If any failures happen (for example, a worker crashes or a node is preempted), Ray Train restarts with fewer workers. It then attempts again to bring the worker group back up to max_workers. Without a retry limit, the run would exit on the first such failure. To allow the run to retry when worker failures occur, configure failure_config with max_failures:

from ray.train import RunConfig, FailureConfig

# Retry up to 3 times on worker failures (e.g. preemption, node loss)
run_config = RunConfig(failure_config=FailureConfig(max_failures=3))

trainer = TorchTrainer(
    train_func,
    scaling_config=scaling_config,
    run_config=run_config,
)

When more nodes become available#

If the cluster gets more nodes eventually, Ray Train can resize the worker group and restart with the new workers added, so training can use the extra capacity. By default, the controller considers resizing every 60 seconds while the worker group is healthy. To change how often resize decisions are made, set elastic_resize_monitor_interval_s in your scaling config:

# Consider resizing the worker group every 30 seconds (default is 60)
scaling_config = ScalingConfig(
    num_workers=(1, 8),
    use_gpu=True,
    elastic_resize_monitor_interval_s=30.0,
)

Configure cluster autoscaling#

For elastic training to scale up when more resources become available, the cluster autoscaler must be configured to match your elastic training settings. Specifically, the cluster should be able to provision up to max_workers nodes and scale down to min_workers nodes.
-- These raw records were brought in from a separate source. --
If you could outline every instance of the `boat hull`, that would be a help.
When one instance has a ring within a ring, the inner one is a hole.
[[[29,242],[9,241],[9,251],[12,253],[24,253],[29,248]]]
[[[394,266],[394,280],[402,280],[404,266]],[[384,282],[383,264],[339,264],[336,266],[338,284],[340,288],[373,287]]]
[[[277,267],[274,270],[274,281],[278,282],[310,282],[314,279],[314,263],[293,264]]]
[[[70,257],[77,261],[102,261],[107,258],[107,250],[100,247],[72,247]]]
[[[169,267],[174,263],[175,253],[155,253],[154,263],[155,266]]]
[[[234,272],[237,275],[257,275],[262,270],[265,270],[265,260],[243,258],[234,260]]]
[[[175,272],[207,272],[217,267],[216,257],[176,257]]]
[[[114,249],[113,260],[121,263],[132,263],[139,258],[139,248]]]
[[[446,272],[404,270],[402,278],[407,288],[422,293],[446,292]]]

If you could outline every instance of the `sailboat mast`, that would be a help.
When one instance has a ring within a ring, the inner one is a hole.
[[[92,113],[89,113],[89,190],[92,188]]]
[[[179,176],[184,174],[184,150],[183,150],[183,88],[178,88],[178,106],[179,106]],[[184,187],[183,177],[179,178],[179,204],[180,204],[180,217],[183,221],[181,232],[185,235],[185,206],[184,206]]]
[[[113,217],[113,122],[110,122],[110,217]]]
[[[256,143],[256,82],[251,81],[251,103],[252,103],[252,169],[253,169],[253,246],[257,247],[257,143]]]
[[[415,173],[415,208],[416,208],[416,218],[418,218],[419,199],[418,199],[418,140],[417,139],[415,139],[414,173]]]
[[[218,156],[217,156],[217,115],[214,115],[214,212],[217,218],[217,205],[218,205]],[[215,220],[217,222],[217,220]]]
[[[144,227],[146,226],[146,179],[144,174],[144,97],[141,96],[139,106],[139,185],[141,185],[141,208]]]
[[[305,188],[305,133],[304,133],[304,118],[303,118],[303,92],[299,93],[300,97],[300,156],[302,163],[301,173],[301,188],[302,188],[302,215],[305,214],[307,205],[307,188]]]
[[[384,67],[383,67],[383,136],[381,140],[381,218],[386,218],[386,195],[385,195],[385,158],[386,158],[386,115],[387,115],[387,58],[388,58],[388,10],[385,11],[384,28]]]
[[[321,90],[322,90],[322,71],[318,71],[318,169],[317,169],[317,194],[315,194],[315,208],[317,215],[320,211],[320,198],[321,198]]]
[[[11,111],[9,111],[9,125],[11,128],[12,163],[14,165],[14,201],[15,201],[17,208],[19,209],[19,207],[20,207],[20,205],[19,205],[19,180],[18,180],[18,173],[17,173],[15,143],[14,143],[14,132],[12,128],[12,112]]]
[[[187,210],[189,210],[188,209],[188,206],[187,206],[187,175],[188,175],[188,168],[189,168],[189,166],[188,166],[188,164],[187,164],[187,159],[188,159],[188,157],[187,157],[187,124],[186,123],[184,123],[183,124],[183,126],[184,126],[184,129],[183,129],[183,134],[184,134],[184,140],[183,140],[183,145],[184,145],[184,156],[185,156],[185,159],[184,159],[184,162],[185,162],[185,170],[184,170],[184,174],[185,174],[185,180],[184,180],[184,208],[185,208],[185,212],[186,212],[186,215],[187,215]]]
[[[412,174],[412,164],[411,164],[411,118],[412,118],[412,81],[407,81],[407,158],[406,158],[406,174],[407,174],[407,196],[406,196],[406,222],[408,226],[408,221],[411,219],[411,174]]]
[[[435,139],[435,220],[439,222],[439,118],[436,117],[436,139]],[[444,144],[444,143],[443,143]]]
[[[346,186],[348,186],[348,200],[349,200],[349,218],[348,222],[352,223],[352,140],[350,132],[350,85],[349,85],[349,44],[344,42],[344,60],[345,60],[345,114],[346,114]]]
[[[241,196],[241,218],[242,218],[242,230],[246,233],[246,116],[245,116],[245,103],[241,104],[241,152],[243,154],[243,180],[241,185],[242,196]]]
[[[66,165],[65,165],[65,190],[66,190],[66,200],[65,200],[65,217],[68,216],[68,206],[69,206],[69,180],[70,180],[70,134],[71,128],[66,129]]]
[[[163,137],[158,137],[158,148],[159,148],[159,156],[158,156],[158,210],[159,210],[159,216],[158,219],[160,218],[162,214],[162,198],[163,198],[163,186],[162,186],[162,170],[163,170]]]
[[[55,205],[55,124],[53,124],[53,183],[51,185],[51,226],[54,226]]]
Set the minReplicas and maxReplicas fields on your worker group to match the elastic training range. The following example configures a worker group that can scale between 1 and 8 nodes:

workerGroupSpecs:
  - groupName: gpu-workers
    minReplicas: 1
    maxReplicas: 8
    replicas: 1
    template:
      spec:
        containers:
          - name: ray-worker
            image: rayproject/ray:latest

Note

If the Kubernetes cluster itself doesn’t have enough physical nodes, you also need to configure a Kubernetes-level autoscaler (such as the Cluster Autoscaler or Karpenter) so that new Kubernetes nodes are provisioned for the Ray worker pods. See KubeRay Autoscaling Configurations for more details.

Set the min_workers and max_workers fields in your cluster config to match the elastic training range:

max_workers: 8

available_node_types:
  gpu_worker:
    min_workers: 1
    max_workers: 8

See Configuring Autoscaling for more details.

Limitations#

Elastic training is supported for CPU and GPU backends only. It isn’t supported yet for TPU training.